Petitions can be extremely difficult to keep free of bias. The question has to be simple, direct, honest, and especially, free of bias. For example, if the Save Georgian Bay volunteers went out armed with pens and clipboards and asked strangers, “Would you agree that a very dangerous and environmentally disastrous proposed construction project, one which will inevitably fail and wipe out the Town of Meaford, should be stopped? And will you please sign our petition to help stop it?” Well, very, very, few people will feel comfortable telling a complete stranger “Nope. I’m all for it. Let’s build two. And I want to help dig the holes. How long ’til Meaford gets wiped out? Roughly?”
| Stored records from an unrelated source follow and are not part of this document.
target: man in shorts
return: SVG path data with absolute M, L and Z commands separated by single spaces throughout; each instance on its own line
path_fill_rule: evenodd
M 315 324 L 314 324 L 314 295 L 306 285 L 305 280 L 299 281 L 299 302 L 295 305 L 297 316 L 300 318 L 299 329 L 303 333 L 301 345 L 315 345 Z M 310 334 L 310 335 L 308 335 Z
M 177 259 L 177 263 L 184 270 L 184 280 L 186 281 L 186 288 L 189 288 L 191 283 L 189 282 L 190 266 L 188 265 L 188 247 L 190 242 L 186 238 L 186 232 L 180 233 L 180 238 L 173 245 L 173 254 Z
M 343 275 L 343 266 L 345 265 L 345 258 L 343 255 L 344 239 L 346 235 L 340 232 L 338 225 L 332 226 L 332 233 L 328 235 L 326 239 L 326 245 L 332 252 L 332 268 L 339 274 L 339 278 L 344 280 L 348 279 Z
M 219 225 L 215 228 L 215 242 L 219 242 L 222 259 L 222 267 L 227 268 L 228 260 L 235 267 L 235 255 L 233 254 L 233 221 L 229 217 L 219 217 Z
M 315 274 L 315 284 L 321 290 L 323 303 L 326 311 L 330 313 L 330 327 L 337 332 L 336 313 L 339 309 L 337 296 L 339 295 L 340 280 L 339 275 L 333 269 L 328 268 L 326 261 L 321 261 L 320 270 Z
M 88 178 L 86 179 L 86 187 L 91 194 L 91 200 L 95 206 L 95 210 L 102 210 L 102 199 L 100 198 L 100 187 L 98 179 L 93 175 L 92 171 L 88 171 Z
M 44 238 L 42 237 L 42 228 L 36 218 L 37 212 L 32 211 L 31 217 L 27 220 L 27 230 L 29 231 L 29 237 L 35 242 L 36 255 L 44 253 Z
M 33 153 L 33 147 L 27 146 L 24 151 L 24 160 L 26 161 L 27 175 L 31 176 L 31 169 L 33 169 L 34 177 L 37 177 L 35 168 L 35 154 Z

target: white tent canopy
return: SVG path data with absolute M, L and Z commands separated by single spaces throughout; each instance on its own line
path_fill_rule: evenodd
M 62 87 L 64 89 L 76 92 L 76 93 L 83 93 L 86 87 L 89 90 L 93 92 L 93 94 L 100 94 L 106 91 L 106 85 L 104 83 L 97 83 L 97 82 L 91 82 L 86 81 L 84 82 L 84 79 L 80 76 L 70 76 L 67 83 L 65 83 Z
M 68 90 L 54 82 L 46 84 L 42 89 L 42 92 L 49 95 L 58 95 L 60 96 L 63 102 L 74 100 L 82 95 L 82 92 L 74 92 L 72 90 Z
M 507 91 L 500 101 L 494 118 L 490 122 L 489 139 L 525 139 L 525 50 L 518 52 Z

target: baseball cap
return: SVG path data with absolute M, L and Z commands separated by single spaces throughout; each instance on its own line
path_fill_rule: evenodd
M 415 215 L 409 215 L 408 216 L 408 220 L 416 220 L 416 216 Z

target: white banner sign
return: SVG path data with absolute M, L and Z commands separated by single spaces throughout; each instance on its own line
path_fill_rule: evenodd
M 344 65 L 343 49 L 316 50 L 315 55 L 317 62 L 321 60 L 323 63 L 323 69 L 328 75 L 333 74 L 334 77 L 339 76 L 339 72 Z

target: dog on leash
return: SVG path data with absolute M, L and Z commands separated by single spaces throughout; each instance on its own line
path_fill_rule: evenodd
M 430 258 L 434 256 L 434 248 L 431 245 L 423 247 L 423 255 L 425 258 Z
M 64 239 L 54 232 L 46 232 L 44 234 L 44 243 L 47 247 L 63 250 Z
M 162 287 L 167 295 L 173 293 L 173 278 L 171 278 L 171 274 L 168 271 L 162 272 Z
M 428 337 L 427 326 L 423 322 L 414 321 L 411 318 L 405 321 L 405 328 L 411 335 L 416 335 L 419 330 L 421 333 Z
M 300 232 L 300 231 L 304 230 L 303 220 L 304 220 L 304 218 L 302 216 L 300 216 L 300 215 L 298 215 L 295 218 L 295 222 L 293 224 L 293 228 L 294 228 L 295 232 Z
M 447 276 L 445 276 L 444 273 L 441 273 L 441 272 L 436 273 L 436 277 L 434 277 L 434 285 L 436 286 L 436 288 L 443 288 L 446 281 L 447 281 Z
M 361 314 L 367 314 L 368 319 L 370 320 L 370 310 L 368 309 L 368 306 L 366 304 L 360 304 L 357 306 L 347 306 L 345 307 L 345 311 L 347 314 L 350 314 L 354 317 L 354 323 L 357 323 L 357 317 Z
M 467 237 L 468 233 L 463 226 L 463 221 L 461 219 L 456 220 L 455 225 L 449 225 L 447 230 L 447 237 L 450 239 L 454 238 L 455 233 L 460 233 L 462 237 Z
There is plenty of research available that shows people will sign a petition SUPPORTING a position they OPPOSE just because they don’t want a stranger to think badly of them. Because of how the question was asked. And they want to simply get away. But let’s give the benefit of the doubt here. I am NOT saying that’s what Save Georgian Bay did. I haven’t even seen it personally. Let us all assume the Save Georgian Bay petition question people were asked to support was both legitimate and bias free.
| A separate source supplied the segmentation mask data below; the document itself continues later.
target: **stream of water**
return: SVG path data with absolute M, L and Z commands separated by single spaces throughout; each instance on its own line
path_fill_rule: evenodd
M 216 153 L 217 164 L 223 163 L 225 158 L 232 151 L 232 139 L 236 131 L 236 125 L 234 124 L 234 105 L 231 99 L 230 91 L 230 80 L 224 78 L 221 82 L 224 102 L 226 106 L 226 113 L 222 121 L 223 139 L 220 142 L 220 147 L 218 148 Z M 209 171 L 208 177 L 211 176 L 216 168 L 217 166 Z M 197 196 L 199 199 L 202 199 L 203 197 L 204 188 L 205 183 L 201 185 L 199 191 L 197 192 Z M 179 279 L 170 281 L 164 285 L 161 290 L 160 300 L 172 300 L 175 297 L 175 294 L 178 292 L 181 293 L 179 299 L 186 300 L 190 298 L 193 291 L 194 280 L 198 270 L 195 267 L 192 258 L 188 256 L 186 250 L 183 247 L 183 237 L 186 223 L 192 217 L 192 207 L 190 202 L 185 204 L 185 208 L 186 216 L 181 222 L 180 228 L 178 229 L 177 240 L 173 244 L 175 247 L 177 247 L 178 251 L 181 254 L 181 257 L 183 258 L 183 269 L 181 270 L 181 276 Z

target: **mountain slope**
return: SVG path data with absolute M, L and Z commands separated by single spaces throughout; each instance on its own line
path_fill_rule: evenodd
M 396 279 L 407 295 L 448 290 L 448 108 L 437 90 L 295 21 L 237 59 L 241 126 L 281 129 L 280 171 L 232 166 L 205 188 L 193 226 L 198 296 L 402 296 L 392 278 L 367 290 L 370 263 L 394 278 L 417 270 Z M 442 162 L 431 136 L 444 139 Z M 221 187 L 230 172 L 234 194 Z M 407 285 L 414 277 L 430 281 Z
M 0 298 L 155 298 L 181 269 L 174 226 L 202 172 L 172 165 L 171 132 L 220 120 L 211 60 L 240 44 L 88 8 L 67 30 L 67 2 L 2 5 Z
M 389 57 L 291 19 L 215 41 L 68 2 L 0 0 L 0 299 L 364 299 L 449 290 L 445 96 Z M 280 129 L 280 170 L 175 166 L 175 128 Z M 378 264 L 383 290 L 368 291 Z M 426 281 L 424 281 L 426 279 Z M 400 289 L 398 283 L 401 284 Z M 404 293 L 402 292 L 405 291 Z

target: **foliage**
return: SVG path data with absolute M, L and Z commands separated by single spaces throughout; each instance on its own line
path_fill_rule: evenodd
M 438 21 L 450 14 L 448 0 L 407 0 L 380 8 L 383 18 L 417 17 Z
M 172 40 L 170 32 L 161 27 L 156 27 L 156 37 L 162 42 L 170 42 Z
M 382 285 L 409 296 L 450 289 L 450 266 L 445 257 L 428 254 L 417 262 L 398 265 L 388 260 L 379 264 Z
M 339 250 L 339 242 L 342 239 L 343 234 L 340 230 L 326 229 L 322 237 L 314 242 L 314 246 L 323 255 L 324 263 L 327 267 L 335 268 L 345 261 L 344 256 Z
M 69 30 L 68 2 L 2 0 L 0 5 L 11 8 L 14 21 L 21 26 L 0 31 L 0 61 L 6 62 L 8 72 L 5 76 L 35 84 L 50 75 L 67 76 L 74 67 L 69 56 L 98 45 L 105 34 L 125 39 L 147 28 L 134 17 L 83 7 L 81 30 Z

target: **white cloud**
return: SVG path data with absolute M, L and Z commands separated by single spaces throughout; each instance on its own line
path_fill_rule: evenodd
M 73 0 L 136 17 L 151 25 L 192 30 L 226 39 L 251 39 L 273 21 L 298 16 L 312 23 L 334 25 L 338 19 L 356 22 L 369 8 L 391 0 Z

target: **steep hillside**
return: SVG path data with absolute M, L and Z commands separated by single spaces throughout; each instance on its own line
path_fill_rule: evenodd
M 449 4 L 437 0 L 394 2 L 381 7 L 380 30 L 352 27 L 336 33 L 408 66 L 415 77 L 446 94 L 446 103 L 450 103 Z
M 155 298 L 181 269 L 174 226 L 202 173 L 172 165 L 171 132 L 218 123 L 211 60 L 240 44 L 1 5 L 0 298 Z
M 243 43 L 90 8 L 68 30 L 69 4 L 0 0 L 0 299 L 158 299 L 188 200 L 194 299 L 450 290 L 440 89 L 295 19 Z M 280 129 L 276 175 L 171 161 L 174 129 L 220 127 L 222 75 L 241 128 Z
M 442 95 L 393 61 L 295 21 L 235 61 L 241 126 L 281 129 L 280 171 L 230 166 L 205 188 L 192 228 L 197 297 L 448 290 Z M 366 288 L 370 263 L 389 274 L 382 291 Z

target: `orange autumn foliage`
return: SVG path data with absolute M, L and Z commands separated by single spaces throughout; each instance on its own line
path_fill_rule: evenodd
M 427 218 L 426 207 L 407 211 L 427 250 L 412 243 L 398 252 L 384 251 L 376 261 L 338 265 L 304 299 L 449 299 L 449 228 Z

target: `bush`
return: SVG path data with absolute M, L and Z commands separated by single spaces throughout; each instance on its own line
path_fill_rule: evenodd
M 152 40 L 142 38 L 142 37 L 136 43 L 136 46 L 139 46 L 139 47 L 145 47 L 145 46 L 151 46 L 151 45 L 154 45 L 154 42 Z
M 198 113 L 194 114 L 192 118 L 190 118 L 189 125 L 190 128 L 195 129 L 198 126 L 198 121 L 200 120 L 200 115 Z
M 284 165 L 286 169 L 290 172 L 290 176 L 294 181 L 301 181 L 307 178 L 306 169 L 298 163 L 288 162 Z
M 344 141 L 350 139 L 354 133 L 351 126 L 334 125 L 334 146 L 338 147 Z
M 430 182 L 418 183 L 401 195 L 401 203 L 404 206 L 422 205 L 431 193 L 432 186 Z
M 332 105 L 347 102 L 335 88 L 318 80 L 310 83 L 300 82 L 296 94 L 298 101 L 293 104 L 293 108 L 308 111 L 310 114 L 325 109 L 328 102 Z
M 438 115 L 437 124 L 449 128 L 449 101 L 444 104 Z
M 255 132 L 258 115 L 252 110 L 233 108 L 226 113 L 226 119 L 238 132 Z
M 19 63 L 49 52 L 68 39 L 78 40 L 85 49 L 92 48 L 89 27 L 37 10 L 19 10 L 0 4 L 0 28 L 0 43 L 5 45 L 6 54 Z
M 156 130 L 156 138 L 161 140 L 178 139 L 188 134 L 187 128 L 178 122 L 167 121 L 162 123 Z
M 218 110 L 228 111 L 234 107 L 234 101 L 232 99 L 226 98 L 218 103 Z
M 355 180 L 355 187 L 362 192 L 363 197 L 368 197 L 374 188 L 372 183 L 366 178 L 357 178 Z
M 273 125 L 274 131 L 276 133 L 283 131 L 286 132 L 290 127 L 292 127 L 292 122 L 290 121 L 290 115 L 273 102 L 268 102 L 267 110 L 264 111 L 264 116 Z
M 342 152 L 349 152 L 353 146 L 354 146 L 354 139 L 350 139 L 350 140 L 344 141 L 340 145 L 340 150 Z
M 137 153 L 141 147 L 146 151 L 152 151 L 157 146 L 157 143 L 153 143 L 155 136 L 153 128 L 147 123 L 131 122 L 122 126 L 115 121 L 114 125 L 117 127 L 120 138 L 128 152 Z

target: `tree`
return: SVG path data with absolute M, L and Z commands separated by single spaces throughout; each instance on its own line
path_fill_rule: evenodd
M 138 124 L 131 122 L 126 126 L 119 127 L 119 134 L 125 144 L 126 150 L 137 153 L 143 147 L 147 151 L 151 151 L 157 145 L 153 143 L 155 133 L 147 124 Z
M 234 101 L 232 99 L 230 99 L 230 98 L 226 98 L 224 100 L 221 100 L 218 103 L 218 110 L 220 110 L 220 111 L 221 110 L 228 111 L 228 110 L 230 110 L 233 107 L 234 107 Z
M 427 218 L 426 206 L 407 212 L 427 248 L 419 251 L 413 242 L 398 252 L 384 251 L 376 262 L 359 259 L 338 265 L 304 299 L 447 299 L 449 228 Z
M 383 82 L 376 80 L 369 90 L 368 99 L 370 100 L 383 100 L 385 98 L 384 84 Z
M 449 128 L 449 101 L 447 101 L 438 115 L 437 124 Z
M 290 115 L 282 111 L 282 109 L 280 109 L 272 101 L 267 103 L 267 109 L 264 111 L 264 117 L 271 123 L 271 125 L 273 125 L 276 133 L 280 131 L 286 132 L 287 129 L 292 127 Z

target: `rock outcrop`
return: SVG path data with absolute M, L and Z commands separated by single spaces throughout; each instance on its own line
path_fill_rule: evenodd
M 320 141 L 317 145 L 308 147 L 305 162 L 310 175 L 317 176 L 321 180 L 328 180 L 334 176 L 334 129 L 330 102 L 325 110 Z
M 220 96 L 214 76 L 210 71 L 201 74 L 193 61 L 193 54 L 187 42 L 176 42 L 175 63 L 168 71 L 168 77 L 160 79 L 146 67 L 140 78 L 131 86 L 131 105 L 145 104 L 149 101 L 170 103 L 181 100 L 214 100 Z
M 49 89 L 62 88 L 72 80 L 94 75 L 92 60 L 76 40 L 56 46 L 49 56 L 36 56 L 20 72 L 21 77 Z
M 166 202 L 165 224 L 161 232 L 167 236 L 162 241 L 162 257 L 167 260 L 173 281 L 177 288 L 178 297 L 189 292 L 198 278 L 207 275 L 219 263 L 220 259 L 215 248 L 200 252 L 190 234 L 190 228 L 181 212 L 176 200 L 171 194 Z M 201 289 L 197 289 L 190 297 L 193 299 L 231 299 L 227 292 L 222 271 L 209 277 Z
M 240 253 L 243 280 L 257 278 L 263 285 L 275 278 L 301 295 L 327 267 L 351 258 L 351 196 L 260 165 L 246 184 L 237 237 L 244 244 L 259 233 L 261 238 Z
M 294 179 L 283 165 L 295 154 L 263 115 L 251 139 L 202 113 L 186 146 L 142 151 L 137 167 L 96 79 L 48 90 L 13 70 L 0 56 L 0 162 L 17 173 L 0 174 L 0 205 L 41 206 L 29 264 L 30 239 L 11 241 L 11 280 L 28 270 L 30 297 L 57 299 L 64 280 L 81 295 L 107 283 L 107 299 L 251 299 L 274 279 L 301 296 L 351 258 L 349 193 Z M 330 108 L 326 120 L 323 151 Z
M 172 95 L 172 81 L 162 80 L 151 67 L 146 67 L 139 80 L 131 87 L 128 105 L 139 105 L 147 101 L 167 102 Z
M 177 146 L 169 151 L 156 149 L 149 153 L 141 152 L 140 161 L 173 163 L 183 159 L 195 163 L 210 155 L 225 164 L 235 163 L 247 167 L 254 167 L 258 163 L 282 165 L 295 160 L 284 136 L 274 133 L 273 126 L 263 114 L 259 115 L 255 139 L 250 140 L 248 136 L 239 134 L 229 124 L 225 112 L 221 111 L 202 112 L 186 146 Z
The easiest way to run up the number of signatures on a petition is to petition where the support is. Maybe even include people who aren’t affected by the issue as long as they give the correct answer. Had they canvased in Calgary or Ft. McMurray, potential signers opposed to a Green Energy project could have easily been obtained numbering in the hundreds of thousands. But no doubt Save Georgian Bay thought that would strain their public credibility.
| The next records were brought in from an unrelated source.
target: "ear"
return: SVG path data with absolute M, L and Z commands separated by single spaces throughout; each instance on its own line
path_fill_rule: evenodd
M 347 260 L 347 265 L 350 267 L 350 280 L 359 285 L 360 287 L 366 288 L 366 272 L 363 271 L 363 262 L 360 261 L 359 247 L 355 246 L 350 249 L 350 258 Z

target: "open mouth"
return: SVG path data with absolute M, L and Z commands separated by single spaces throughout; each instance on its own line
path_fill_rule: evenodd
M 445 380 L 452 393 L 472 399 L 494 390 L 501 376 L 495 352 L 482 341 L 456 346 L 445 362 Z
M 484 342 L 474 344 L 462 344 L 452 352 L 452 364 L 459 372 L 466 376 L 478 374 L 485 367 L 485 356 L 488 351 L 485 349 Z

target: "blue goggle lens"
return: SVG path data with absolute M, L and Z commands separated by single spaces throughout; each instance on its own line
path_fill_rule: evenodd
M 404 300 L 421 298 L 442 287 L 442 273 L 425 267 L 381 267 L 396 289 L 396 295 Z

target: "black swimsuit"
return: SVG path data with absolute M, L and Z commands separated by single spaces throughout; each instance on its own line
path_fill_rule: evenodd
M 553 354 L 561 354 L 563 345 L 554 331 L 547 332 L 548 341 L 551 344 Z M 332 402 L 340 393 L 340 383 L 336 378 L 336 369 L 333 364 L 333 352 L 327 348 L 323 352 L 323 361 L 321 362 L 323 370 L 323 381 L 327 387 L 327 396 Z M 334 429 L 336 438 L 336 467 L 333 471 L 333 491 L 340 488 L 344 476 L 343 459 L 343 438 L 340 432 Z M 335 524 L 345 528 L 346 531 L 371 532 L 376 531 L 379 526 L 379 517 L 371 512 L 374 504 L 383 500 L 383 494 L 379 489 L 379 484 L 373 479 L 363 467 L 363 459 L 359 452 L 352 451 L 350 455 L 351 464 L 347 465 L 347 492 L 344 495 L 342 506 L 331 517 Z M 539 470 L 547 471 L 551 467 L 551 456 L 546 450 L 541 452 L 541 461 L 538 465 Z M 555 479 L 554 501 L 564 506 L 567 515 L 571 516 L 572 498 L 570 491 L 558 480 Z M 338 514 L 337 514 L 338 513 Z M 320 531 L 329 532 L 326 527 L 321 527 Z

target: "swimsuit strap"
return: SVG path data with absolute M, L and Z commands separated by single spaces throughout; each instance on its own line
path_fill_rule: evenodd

Personally I find it to still be a stretch to include all the way from Owen Sound (28 km to the west of the Base) to Barrie (100 km to the east of the Base), or 118 km of Hwy 26 all in, but you know what? If those guys feel affected? If they feel threatened? Count ’em! It’s not my petition. Except that does introduce some complications further along.

3,395 of anything seems like a lot. 3,395 passengers requires a fair sized cruise ship. But 3,395 grains of sand make for a pretty tiny beach. What about some perspective here?

Google tells me that the Save Georgian Bay team had at least 238,598 people they could have asked to sign their petition if they simply stuck to just the six towns named in your May 5th article. In the territory they chose, not me. With a question I already agreed we should assume was legitimate and unbiased. They got 3,395 signatures. Here’s the remaining problem with petitions. The Big One if you will.

If Save Georgian Bay canvased 3,395 people to get their 3,395 signatures, then the support for their initiative to stop the Pumped Storage Project Proposal is truly astonishing. Probably means close to 100% community support if they went on to canvas everybody!

If Save Georgian Bay canvased everyone in the territory that they thought was relevant, they got 3,395 signatures out of 238,598 people. In that case they got support from 1.42% of the community they chose. (And on a number the size of 238,598, 3,395 or 1.42% can be considered pretty much zero, statistically speaking. To avoid any arguments I’ll use 1.42% , not ‘statistically zero’.)

I’m guessing two things right now. The real Save Georgian Bay support number was somewhere between those two possible outcomes. And that we will never know what it was.

But if Mr. Ruff and Mr. Walker intend to incorporate the results of this petition into important public policy decisions, I really hope they will keep in mind that maybe somewhere between 1.42% and 100% of the people living within 0.67 and 100 km of the 4th Canadian Training Centre oppose the Pumped Storage Project Proposal. According to this petition.